La Procura di Bari ha impugnato l’ordinanza, chiedendone la revoca, con cui il Tribunale, lo scorso 10 settembre, ha disposto il controllo giudiziario – per due anni – della spa Lav.I.T. di Foggia, colpita nel 2023 da interdittiva antimafia per la presunta vicinanza alla mafia foggiana del suo ex amministratore unico, Michele D’Alba.

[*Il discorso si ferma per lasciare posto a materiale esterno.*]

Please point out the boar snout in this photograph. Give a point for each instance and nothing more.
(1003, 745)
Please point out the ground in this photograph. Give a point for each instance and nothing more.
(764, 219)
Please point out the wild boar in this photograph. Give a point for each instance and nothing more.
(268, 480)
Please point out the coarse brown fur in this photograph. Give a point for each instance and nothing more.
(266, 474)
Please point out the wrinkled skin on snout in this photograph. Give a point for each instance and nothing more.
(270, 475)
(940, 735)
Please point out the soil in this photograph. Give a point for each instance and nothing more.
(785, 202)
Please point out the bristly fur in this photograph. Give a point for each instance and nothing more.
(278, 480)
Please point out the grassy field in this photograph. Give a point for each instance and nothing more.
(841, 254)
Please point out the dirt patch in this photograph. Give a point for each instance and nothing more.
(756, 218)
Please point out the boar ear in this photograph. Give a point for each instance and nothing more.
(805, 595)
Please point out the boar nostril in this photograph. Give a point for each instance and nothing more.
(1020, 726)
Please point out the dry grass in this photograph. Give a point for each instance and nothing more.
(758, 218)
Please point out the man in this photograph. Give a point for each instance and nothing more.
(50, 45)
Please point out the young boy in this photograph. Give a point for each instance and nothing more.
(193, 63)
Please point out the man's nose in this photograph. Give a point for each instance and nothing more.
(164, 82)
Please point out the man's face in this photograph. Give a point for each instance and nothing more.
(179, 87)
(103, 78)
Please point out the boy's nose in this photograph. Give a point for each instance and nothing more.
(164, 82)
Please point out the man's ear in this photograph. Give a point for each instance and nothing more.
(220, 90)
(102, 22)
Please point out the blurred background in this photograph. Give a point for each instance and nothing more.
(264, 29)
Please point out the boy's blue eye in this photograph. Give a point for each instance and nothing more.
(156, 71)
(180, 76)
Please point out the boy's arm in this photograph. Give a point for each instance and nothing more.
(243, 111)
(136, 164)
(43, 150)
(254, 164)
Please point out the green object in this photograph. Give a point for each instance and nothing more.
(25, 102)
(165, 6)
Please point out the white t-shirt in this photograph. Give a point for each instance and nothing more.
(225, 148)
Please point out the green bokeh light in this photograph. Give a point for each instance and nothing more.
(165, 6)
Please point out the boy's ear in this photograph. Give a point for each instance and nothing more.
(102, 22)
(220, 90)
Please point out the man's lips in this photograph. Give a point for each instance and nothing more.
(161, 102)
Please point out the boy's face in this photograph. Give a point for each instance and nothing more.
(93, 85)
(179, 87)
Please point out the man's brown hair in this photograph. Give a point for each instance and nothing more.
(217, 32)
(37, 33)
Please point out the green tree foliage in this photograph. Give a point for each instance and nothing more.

La Procura “considerata la dimostrata stabilità del condizionamento mafioso” – è scritto nell’appello – ritiene “che il controllo giudiziario” non possa “in alcun modo essere utile ai fini di un’eventuale ‘bonifica’ dell’impresa istante, quantomeno fino a quando sarà di fatto parte del gruppo D’Alba”. Il Tibunale barese – in funzione di prevenzione – aveva considerato “praticabile un programma di ‘bonifica’ dell’impresa”, considerato che lo stesso Michele D’Alba ha recentemente ceduto (al figlio Lorenzo) le proprie quote e che non sono emerse circostanze “sintomatiche di collegamenti tali da far supporre una comunanza di attività” tra la società e la criminalità organizzata, i cui contatti sarebbero stati solo occasionali.

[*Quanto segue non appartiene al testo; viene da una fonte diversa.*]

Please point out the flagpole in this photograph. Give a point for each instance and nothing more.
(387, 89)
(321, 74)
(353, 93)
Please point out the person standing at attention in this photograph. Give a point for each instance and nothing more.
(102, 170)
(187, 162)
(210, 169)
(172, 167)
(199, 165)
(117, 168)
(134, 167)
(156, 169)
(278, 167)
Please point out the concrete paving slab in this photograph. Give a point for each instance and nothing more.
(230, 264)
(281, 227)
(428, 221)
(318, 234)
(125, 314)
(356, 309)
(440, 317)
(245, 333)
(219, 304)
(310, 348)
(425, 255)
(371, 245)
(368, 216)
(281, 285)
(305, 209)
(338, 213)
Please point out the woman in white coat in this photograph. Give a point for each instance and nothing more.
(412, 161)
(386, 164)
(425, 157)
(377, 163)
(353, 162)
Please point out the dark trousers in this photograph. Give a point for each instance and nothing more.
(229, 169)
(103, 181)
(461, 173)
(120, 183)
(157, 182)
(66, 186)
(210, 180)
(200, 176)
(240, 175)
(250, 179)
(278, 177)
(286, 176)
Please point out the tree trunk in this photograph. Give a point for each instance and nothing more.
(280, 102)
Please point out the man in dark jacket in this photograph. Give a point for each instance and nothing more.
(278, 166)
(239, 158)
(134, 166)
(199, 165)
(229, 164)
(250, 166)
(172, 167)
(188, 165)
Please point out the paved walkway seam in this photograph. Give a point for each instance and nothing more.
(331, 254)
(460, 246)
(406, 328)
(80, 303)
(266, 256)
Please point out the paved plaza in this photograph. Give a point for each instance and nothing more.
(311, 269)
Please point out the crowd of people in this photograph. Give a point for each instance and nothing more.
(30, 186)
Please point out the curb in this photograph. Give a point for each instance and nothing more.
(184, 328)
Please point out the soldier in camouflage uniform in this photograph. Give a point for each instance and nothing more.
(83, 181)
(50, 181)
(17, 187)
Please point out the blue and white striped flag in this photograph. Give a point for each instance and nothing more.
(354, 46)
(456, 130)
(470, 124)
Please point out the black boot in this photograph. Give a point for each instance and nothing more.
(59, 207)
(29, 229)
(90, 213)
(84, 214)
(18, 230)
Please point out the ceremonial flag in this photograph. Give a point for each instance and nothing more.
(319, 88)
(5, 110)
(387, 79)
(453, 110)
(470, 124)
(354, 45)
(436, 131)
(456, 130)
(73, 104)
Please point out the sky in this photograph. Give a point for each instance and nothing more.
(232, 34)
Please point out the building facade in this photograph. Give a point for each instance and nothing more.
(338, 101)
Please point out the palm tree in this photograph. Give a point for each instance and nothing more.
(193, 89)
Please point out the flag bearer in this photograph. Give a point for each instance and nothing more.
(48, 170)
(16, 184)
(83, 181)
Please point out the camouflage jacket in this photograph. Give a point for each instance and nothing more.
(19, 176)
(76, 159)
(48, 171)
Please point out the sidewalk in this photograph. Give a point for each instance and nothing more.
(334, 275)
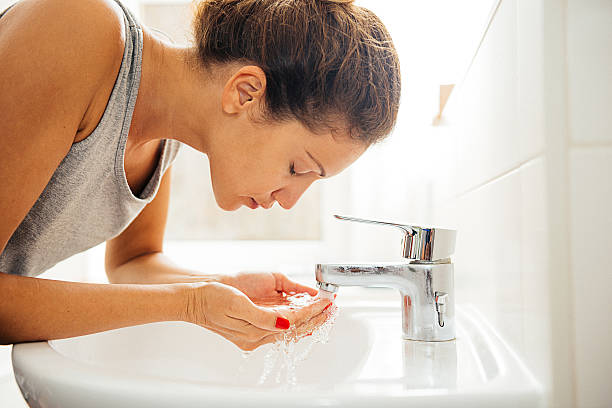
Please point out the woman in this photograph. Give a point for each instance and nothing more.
(277, 93)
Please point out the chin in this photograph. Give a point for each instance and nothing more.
(228, 205)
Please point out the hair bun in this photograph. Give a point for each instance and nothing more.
(338, 1)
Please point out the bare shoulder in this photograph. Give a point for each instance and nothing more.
(83, 38)
(55, 57)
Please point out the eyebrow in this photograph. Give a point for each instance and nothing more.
(321, 169)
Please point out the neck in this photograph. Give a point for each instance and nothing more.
(176, 99)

La Procura, invece, ritiene che “l’infiltrazione e il condizionamento criminale” della Lavit, “oltre a essere risalente”, sia anche “stabile, duraturo e strutturale”. D’Alba, secondo quanto ricostruito dalle indagini della Dda ‘Decima Azione’ e ‘Decima Azione Bis’, avrebbe avuto contatti “periodici e continuativi, non già caratterizzati da subalternità ma, al contrario, dalla piena parità di posizioni” con un esponente di spicco della criminalità. D’Alba, scrive il Procuratore Roberto Rossi nell’appello, “lungi dall’apparire una mera vittima passiva del racket foggiano, al contrario, si confronta alla pari col sodalizio criminale, discutendo con gli esponenti della cosiddetta Quarta Mafia”.

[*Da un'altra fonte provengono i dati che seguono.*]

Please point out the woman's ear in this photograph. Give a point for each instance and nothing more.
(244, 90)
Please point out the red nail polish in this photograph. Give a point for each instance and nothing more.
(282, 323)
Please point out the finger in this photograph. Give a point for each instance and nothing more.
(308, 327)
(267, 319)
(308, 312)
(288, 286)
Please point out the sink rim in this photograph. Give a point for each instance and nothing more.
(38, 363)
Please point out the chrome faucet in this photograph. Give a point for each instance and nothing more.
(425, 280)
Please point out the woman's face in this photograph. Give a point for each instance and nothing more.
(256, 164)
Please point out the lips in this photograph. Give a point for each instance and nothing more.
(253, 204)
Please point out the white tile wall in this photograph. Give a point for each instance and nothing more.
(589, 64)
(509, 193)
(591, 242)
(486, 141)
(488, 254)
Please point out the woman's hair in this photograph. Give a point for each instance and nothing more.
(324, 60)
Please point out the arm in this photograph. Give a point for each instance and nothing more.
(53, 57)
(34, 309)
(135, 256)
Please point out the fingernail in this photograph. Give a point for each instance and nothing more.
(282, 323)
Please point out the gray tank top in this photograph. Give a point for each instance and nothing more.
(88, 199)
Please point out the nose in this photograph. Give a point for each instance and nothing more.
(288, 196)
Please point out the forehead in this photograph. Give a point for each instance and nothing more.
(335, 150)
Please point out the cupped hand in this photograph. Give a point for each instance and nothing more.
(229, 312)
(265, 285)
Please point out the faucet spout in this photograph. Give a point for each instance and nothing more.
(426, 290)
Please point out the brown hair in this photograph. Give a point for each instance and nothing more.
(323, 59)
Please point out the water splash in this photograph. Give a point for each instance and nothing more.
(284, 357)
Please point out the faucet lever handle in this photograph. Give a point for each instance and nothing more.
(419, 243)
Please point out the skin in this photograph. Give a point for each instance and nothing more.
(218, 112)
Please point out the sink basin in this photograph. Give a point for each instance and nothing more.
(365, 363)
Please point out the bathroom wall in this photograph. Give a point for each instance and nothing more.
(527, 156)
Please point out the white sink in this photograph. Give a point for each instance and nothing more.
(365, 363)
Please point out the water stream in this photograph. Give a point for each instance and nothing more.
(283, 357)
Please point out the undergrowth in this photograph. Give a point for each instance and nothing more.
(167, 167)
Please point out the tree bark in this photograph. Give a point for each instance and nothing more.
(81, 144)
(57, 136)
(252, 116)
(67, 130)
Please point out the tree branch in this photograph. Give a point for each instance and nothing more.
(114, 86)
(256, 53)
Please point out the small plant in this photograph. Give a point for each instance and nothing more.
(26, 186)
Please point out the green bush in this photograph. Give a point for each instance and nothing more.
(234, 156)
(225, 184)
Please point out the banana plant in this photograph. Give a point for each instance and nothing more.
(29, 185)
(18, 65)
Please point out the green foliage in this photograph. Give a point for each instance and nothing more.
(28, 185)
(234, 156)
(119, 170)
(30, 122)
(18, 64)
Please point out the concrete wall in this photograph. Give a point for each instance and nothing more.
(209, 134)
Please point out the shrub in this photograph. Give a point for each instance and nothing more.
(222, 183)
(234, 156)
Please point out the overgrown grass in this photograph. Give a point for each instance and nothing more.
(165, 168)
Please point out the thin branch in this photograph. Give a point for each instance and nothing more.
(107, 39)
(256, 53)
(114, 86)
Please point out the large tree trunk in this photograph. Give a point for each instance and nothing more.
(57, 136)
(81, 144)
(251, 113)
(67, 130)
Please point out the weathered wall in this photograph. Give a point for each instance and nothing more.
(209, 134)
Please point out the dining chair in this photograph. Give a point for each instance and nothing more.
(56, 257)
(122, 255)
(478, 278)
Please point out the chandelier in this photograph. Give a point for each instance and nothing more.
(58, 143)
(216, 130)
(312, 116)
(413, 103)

Lo scorso maggio, tra l’altro, la Dda ha chiesto il rinvio a giudizio nei confronti di D’Alba (su cui pesano anche le rivelazioni del pentito Giuseppe Francavilla, ndr) per favoreggiamento aggravato e continuato nei confronti della batteria Moretti-Pellegrino-Lanza della ‘Società foggiana’. “La condotta posta in essere dall’imprenditore Michele D’Alba”, si legge ancora, denoterebbe per la Procura “la piena condivisione di fatto con la mafia di un sistema di illegalità, volto a garantire reciproci benefici, sia pure sotto la specie della “protezione'”. “L’influenza mafiosa – conclude il Procuratore Rossi – lungi dall’essere occasionale, nel caso di specie è strutturale e coessenziale alle attività di impresa svolte da tutto il ‘gruppo D’Alba’, inclusa quella svolta dalla Lav.I.T”. (Ansa)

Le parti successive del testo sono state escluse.